Das Bild der Coaching-Diktatur im Roman ist so gelungen, dass es dem Leser bisweilen alle Hoffnung austreiben kann. Problematisch ist zudem, dass die Arbeitslosen nicht als Handelnde, sondern als Opfer dargestellt werden. Lebendige und wider­sprüchliche Figuren kommen nicht vor. Klara wird idealisiert, während Fest als das personifizierte neue Arbeitsregime auftritt. Der Plot ist bisweilen holprig. Die Internierung von Karla zum Beispiel ereig­net sich recht plötzlich.

Das Trainer-Regime des Romans spielt an manchen Stellen auf den Faschismus an.
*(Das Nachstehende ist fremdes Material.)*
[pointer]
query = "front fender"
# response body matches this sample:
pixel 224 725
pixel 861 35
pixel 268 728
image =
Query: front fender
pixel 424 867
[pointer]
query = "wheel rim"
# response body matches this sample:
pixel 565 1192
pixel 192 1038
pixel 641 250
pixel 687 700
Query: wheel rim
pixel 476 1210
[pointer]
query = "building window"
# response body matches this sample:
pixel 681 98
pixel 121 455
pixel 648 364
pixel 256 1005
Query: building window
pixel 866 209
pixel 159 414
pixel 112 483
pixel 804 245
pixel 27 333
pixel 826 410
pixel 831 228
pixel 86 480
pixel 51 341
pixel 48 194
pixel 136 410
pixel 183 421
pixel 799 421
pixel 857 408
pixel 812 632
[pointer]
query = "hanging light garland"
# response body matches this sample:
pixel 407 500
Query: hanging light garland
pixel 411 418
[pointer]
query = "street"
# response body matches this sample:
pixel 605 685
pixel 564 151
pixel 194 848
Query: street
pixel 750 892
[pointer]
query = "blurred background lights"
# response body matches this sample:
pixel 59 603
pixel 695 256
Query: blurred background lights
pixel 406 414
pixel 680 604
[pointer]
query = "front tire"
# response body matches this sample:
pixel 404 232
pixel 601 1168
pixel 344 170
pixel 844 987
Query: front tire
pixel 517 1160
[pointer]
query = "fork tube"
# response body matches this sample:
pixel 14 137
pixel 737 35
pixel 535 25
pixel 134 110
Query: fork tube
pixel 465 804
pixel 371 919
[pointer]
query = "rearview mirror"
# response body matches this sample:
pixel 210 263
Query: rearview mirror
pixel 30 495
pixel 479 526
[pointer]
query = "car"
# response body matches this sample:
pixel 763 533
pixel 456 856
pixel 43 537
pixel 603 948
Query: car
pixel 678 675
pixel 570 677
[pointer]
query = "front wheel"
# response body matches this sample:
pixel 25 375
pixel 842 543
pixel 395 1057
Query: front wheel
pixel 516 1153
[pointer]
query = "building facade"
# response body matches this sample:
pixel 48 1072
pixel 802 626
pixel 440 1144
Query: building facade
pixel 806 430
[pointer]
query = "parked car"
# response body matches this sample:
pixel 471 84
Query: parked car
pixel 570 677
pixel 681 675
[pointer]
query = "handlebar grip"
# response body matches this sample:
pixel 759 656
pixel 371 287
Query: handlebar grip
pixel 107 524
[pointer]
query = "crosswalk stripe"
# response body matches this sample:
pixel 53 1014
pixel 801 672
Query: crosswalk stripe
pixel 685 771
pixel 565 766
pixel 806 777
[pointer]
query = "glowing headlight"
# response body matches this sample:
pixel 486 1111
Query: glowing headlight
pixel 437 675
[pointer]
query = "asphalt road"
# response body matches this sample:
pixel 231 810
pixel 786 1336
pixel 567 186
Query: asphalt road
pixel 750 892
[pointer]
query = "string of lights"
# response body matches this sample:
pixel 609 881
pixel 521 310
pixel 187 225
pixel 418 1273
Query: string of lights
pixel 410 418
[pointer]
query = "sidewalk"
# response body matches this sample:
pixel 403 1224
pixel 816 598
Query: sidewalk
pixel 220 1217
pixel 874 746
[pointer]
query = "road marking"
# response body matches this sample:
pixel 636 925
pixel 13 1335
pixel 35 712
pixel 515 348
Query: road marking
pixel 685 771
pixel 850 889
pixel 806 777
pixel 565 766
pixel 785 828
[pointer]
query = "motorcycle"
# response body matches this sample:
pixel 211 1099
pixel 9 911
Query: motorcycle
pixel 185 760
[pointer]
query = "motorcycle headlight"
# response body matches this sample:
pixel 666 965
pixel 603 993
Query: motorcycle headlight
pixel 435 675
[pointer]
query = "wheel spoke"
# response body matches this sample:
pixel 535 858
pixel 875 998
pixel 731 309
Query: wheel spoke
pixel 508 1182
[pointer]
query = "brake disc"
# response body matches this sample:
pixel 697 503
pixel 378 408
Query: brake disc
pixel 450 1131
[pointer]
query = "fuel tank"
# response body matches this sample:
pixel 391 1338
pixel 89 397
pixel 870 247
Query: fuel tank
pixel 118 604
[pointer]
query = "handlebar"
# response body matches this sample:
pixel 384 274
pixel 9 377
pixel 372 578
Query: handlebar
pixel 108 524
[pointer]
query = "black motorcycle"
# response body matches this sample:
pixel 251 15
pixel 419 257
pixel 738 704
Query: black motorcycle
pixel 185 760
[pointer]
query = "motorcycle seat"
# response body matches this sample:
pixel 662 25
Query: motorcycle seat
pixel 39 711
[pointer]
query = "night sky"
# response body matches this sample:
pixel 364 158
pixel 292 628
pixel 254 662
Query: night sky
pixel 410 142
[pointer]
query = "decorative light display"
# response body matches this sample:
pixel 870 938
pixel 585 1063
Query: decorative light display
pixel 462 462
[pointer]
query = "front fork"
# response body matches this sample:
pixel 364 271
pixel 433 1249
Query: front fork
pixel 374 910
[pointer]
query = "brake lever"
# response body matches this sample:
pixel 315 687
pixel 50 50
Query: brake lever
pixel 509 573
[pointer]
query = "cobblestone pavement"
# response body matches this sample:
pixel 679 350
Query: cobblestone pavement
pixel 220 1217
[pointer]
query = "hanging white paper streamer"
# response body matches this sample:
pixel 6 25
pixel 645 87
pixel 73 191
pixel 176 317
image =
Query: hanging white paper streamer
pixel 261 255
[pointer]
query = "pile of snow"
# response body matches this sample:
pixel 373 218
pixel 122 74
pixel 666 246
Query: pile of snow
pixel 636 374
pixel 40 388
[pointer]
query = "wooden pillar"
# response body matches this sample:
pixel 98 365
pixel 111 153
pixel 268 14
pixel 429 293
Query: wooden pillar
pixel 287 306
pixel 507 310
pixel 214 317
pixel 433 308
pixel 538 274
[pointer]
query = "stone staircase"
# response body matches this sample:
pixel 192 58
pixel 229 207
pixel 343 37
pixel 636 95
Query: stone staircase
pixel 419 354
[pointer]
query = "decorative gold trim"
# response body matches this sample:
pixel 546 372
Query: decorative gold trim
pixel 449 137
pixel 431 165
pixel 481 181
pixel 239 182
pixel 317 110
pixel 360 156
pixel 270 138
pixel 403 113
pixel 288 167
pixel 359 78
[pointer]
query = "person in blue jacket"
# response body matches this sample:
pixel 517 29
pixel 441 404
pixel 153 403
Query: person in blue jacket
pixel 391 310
Es gibt überraschende nächtliche Interviews, ein Plakat mit dem Spruch: »Careless talk costs jobs«, eine De­por­tations­metapher, den Spruch »Work is Freedom«, der an den Nazi-Slogan »Arbeit macht frei« erinnert. Die Analogien zwischen dem Faschismus und der Sphericon-Ideologie werden aber nicht weiter vertieft.

Der Roman ist gelungen in seiner nüchternen Form, die die heutige Mentalität und Sprache der Arbeitsgesellschaft fortführt. Dem Unbehagen an einem neoliberal-autoritären Maßnahmenregime verleiht Joachim Zelter eine schlüssige Gestalt.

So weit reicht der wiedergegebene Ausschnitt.